Order of Starlikeness and Convexity of certain integral transforms using duality techniques (1406.6471v1)

Abstract: For $\alpha\geq 0$, $\beta<1$ and $\gamma\geq 0$, the class $\mathcal{W}{\beta}(\alpha,\gamma)$ satisfies the condition \begin{align*} {\rm Re\,} \left( e^{i\phi}\left((1-\alpha+2\gamma)f/z+(\alpha-2\gamma)f'+ \gamma zf''-\beta\right)\frac{}{}\right)>0, \quad \phi\in {\mathbb{R}},{\,}z\in {\mathbb{D}}; \end{align*} is taken into consideration.

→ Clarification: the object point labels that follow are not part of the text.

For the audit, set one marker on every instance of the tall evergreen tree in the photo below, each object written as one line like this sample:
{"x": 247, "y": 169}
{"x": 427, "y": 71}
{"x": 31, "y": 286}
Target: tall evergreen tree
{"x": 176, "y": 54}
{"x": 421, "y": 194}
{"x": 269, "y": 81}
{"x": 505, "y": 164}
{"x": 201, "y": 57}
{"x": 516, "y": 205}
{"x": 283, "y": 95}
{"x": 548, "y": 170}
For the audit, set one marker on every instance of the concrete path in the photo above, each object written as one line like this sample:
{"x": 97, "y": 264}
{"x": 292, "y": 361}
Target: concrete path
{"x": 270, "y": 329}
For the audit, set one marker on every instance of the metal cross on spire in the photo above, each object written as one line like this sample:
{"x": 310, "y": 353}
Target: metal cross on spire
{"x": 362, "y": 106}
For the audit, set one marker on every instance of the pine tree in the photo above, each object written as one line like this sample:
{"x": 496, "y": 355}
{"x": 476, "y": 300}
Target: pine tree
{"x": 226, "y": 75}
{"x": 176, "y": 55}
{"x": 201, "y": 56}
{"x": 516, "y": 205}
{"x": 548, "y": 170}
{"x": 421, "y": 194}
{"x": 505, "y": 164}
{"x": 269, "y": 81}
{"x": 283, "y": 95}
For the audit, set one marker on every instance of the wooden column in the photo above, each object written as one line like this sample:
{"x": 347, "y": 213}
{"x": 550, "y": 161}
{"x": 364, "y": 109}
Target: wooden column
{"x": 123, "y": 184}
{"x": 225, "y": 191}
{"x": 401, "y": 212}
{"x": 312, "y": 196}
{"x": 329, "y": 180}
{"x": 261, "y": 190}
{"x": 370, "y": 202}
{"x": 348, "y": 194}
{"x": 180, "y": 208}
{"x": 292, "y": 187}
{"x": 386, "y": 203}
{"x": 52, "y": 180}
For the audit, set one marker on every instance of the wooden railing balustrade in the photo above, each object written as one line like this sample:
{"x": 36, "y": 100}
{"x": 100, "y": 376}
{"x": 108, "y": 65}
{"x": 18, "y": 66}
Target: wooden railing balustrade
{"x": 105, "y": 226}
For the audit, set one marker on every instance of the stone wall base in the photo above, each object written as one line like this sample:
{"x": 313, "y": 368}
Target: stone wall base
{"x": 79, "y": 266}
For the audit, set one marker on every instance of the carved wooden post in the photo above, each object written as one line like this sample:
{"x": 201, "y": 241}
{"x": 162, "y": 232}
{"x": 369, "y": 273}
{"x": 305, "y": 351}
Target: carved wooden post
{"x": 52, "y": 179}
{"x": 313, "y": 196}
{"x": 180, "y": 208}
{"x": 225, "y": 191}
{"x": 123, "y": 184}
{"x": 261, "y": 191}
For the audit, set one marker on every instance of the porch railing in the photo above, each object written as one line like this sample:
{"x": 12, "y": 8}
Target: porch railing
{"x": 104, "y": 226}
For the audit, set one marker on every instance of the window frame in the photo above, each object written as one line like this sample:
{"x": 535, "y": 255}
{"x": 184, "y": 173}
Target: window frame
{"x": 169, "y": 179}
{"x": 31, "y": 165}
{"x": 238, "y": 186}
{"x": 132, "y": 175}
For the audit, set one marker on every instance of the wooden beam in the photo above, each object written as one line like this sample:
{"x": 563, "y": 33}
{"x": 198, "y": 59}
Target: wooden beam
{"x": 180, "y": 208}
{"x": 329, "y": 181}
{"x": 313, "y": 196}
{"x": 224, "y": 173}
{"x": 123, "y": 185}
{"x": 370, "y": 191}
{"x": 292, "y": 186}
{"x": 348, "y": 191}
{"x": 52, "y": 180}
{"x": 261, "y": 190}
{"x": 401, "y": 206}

The Pascu class of $\xi$-convex functions of order $\sigma$ $(M(\sigma,{\,}\xi))$, having analytic characterization \begin{align*} {\rm Re\,}\frac{\xi z(zf'(z))'+(1-\xi)zf'(z)}{\xi zf'(z)+(1-\xi)f(z)}>\sigma,\quad 0\leq \sigma< 1,\quad z\in {\mathbb{D}}, \end{align*} unifies starlike and convex functions class of order $\sigma$.The admissible and sufficient conditions on $\lambda(t)$ are investigated so that the integral transforms \begin{align*} V{\lambda}(f)(z)= \int_0^1 \lambda(t) \frac{f(tz)}{t} dt, \end{align*} maps the function from $\mathcal{W}_{\beta}(\alpha,\gamma)$ into $M(\sigma,{\,}\xi)$. Further several interesting applications, for specific choice of $\lambda(t)$ are discussed which are related to the classical integral transform.